Denn wenn sie da waren und blieben, dann ging Sev irgendwohin. Er war zwar auch leidenschaftlicher Fußballgucker, mochte sogar den gleichen Verein, mied aber geflissentlich die Gesellschaft der „abgestumpften Schweine“, wie er sich auszudrücken pflegte.

Mal ganz ehrlich, das größte Schwein hier war doch wohl er?!

Wer sonst schleppte dauernd eine andere Sexgeschichte ab, kümmerte sich nicht darum, ob seine Bettgenossen vielleicht auch Gefühle für ihn hatten, war egoistisch bis zum Letzten und nicht selten ein solches Arschloch, dass mir die Haare zu Berge standen.

So wie vorhin beispielsweise.

Mir wurde immer noch flau im Magen, und ich spürte immer noch die unterdrückte Wut, wenn ich an sein Verhalten vom Abendessen dachte.

„Miese Ratte…“, murmelte ich vor mich hin und versetzte Terac auf dem Bildschirm einen ganz besonders heftigen Schlag mit einer meiner Spezialfähigkeiten.
 

Mit einem leisen Klappen ging meine Zimmertür auf.

„L-linux? Da-darf ich zu dir kommen…? Weil…“

Emily stand in der Türöffnung und druckste herum.

„Setz dich, aber stör mich nicht“, war mein trockener Kommentar.

Ich wusste schon, warum sie jetzt zu mir gekommen war. Gia war nicht in ihrem Zimmer, Severin mit großer Wahrscheinlichkeit getürmt und in irgendeinen Club gegangen, nachdem er von unserem Alphaweibchen in der Küche wegen der Aktion mit mir so zusammen geschrieen worden war, und unten lungerten noch immer die Hopper herum. Und immerhin kam sie mit mir noch ganz gut aus. Na ja, eher gesagt, wir waren im Koexistieren ganz gut.

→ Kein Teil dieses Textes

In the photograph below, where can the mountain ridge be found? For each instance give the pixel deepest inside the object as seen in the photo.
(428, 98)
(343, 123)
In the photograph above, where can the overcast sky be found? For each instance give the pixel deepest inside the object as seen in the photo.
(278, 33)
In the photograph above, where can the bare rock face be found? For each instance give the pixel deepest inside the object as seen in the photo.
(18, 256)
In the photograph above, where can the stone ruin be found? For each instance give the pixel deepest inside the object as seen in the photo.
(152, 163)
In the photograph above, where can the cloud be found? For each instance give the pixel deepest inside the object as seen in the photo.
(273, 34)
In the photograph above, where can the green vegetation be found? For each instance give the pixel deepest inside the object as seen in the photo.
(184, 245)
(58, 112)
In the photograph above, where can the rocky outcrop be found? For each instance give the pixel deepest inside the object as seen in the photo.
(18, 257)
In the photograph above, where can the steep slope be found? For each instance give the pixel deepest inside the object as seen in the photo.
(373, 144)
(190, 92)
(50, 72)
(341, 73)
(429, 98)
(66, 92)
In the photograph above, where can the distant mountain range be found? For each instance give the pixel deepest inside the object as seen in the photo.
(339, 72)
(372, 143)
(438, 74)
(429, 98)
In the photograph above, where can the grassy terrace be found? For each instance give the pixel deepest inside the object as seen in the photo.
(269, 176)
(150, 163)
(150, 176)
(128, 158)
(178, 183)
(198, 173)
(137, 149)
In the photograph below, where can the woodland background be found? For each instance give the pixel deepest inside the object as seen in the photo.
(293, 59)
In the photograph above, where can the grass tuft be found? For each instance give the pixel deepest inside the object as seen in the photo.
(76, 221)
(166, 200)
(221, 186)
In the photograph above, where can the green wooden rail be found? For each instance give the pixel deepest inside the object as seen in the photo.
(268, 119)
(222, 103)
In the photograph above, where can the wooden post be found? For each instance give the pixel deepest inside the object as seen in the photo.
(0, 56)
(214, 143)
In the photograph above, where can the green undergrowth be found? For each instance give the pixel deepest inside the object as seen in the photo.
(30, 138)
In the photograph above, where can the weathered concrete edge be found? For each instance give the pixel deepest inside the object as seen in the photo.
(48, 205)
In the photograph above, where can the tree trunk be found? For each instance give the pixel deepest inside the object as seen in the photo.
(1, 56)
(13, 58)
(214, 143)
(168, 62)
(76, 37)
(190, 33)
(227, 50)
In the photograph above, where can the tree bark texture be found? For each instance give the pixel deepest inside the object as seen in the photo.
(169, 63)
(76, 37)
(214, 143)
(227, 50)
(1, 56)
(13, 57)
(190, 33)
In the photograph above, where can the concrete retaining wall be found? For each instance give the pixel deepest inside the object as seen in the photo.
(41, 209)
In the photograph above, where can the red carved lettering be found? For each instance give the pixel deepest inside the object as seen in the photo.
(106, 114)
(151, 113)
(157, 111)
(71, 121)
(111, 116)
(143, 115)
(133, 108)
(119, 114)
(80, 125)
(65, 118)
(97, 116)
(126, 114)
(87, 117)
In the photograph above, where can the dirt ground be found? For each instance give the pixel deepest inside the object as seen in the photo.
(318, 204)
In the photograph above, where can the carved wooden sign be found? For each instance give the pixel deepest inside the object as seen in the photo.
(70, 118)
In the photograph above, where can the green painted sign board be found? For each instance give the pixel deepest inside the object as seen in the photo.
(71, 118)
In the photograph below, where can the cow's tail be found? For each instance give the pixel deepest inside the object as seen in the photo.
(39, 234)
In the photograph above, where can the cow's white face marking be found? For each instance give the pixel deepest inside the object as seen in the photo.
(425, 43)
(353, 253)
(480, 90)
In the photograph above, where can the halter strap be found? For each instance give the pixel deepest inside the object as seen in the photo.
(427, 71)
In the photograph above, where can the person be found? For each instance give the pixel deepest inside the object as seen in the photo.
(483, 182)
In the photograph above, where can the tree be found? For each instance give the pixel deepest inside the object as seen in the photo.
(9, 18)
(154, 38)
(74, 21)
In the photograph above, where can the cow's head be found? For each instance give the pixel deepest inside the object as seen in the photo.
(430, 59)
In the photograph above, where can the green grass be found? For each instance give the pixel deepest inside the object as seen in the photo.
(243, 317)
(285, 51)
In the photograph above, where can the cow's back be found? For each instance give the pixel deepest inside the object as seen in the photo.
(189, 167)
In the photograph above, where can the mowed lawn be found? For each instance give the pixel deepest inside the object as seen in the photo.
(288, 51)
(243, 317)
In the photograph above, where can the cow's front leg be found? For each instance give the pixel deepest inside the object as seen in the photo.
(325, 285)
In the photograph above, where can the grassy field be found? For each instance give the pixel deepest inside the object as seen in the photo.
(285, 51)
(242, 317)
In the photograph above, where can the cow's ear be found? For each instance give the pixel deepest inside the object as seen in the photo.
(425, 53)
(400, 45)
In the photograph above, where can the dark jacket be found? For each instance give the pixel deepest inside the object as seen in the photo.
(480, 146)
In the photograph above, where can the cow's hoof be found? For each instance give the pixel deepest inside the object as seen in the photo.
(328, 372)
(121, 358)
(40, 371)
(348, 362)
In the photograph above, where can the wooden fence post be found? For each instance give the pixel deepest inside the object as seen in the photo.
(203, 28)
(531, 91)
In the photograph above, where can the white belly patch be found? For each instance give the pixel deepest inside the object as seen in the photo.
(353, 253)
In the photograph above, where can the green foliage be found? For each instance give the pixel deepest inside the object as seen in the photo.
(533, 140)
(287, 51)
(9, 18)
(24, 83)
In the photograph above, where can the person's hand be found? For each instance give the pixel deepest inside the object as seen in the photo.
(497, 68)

Mi quietschte freudig, pflanzte sich in Ermangelung eines bequemeren Sitzplatzes (Tschuldigung, aber ich besaß halt kein Sofa) auf meinen zweiten Schreibtischstuhl, knipste die kleine Stehlampe an, die meine Arbeitsfläche beleuchtete, und begann in dem Buch zu lesen, das sie sich mitgebracht hatte.

Ich konnte mir es gerade nicht erlauben, die Augen von der Mattscheibe zu lösen, sonst hätte ich sicherlich einen Blick auf den Titel geworfen. Aber mit Sicherheit war es wieder irgendeine dramatische Romanze, sodass Emily früher oder später eine Packung Taschentücher brauchen würde.

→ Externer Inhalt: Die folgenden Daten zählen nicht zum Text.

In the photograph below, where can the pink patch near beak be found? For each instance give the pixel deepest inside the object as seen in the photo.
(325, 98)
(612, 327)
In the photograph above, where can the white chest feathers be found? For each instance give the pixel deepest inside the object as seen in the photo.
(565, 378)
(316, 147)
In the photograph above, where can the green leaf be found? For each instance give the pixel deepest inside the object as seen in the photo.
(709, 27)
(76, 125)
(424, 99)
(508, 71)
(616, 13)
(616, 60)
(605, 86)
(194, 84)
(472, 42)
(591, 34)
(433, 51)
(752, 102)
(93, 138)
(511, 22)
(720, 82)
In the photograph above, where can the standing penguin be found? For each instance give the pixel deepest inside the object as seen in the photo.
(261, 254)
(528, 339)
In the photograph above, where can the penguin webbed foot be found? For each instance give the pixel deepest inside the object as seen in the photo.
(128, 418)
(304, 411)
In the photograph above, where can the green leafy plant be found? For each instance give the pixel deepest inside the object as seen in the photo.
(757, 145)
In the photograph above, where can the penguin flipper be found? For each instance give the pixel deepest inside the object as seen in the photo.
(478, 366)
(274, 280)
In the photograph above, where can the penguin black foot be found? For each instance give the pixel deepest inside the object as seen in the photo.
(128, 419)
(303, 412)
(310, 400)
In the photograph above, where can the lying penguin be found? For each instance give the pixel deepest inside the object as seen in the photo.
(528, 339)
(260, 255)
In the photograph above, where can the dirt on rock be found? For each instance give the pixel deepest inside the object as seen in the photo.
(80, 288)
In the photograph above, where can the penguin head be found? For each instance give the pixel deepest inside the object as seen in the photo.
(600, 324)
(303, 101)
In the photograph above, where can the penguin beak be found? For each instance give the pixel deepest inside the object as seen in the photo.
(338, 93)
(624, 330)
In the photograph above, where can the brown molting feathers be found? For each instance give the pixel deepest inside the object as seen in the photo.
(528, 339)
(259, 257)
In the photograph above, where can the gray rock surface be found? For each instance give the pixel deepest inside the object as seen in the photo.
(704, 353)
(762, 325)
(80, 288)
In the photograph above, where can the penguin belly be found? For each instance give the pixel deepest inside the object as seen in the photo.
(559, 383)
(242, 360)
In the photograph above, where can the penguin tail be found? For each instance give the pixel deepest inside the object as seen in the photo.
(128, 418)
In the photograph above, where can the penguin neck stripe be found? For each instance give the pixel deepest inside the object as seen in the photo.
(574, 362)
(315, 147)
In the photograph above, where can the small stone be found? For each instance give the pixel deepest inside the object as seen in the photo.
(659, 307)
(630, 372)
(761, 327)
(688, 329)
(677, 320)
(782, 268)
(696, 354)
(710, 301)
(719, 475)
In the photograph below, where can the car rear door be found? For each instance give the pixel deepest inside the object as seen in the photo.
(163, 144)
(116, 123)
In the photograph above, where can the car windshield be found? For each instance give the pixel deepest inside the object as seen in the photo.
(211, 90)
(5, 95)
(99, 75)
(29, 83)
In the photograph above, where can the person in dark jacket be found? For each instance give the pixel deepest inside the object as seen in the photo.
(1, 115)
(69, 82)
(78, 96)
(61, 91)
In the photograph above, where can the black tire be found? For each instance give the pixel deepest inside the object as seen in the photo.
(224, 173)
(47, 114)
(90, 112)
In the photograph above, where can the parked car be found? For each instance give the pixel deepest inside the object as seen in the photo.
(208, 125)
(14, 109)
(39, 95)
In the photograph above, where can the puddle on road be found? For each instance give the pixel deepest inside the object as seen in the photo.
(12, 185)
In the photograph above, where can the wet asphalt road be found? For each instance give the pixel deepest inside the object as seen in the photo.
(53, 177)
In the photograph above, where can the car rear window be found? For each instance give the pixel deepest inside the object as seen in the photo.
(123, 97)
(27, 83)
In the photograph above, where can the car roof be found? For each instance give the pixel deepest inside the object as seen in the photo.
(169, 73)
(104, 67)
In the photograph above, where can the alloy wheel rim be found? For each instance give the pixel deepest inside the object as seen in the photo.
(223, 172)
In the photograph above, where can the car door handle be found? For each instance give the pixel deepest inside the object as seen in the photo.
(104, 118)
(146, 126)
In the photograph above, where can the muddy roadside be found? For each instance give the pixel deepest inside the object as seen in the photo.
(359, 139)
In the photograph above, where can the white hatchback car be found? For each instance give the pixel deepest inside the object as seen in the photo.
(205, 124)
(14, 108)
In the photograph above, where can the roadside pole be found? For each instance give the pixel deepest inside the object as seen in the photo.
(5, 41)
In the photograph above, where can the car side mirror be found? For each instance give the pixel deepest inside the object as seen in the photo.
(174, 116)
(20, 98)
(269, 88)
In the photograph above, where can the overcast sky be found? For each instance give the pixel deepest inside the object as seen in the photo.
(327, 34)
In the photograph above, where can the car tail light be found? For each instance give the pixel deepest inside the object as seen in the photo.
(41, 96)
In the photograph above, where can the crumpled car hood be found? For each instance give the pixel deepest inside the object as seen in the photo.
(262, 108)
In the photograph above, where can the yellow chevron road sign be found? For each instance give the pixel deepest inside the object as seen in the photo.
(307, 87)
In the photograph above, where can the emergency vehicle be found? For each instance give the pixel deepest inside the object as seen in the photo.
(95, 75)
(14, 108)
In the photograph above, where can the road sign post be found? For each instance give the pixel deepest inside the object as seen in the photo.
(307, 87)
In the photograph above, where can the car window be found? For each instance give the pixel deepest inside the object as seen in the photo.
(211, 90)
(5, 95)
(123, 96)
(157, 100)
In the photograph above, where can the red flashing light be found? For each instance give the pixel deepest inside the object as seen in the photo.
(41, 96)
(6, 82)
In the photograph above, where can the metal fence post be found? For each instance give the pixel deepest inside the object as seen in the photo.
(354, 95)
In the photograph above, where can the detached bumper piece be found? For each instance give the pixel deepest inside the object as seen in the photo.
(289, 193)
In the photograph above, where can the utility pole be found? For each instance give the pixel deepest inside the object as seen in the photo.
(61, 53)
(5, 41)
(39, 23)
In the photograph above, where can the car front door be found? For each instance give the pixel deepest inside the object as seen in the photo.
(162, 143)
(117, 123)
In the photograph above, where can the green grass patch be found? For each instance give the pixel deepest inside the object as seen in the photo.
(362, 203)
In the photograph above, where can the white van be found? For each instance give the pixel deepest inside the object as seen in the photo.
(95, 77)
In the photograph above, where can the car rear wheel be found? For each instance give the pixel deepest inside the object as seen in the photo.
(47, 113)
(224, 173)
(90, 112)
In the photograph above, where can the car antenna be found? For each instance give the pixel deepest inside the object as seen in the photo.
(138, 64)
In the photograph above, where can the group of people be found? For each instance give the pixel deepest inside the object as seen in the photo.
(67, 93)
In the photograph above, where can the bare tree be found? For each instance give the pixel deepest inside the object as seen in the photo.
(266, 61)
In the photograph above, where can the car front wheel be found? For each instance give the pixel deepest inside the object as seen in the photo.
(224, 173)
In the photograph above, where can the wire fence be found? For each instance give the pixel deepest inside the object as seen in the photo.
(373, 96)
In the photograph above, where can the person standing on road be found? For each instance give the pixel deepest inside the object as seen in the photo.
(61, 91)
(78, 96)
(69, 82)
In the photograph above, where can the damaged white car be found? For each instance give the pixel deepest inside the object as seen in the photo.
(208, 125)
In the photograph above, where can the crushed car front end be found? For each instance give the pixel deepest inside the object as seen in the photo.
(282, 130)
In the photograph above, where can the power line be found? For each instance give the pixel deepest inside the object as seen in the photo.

Unten hörte ich, wie Wulf jeden seiner Freunde einzeln mit irgendeiner Abwandlung des Satzes „Yo man, was geht, Alter?“ und einem spezifischen Handschlag begrüßte.
 

Wir schlugen uns nun schon gut zehn Minuten. Bei einer Durchschnittskampfdauer pro Gegner von geschätzten fünf Sekunden bekam man eine ungefähre Ahnung, dass das, was wir hier abzogen, etwas Besonderes war.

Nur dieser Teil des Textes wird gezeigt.